David Hammons: Art is Personal is Political
During a visit to a large retrospective of Hammons’ work, we discover an oeuvre that reflects not just one artist’s 45-year singular experience but uncovers a collective American consciousness grappling with racial injustice.
They call my art what it is. A lot of times I don't know what it is because I'm so close to it. I'm just in the process of trying to complete it. I think someone said all work is political the moment that last brushstroke is put on it. Then it's political, but before that it's alive and it's being made.” An excerpt from an interview with David Hammons on the politicization of his artwork in “EyeMinded: Living and Writing Contemporary Art” by Kellie Jones & Imamu Amiri Baraka, 2011.
After a recent visit to a large retrospective of David Hammons’ work, we find out the exhibition marks his first here in over 45 years. It’s wild to learn this, because the work speaks of this place and time as if it were made for it. Perhaps that’s what makes Hammons work as profound as it is; the deeply rooted messages within each piece sustain themselves across decades and across cities. They reflect a collective American consciousness as much as they are the products of an artist’s 45-year singular experience.
It’s tricky to sit down and summarize Hammons work because of this. Moreover, he creates across just about every medium, and teases what we might lay inside the bounds of ‘art’. Tarps cover canvasses, frames are formed of malleable cloth, he collects and documents everyday objects.
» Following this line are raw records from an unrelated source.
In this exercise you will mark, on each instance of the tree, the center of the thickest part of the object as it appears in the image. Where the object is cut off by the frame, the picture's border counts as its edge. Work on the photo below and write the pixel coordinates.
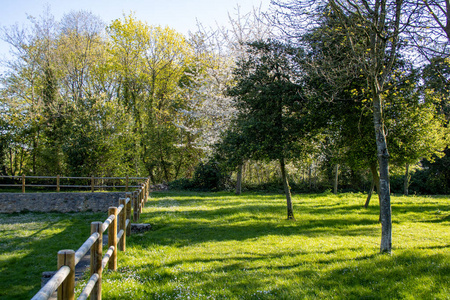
(379, 23)
(269, 107)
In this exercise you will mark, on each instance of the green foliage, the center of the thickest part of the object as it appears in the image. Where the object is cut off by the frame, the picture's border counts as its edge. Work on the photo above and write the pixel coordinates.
(207, 177)
(268, 103)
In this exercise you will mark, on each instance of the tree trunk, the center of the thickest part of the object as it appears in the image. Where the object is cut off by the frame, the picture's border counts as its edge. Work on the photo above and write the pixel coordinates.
(372, 186)
(239, 180)
(383, 159)
(376, 182)
(287, 190)
(336, 177)
(406, 182)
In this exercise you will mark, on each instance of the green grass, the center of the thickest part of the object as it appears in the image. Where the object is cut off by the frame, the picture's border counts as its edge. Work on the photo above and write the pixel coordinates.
(29, 243)
(221, 246)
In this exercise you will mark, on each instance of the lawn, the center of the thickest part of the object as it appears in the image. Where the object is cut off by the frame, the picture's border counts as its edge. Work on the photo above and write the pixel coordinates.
(222, 246)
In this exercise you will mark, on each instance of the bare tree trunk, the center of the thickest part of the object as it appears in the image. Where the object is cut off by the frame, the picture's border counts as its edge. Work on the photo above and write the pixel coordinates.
(287, 190)
(239, 179)
(372, 186)
(336, 177)
(406, 182)
(376, 182)
(383, 159)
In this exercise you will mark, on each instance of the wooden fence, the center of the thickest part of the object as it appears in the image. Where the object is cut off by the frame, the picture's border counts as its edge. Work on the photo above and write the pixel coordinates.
(94, 182)
(118, 224)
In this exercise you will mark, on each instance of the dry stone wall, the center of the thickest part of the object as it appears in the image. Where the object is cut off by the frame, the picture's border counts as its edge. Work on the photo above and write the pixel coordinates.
(58, 202)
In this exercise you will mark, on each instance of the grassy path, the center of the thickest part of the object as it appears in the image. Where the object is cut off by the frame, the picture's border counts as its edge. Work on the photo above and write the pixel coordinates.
(221, 246)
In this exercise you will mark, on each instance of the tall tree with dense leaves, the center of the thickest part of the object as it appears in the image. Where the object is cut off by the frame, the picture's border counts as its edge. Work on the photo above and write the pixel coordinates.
(269, 105)
(380, 24)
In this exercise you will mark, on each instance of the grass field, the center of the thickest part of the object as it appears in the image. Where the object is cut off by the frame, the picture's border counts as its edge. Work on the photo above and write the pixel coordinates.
(221, 246)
He’s from Illinois, was educated in Los Angeles and now lives and works in New York. So, he’s geographically and experientially covered the ground of this country and from this his art exudes. Each piece is a reaction to his lived experience. As he says, “it's alive and it's being made,”... and then it’s meaning is born. He forges political statements on the traumas of the racial injustice he encountered. His work questions bigotry and classism and privilege. And yet, just as easily, he makes us laugh. His works exposes the falseness of the artworld and yet, he’s one of the most celebrated figures in modern American art. We’re excited to put a spotlight on him this week because we’re deeply inspired by these dichotomies, and the provocation of thought he’s unleashed on this city. We admire his experimentation, his unabashed artistic speech and ultimately his ability to create something beautiful in the face of it all.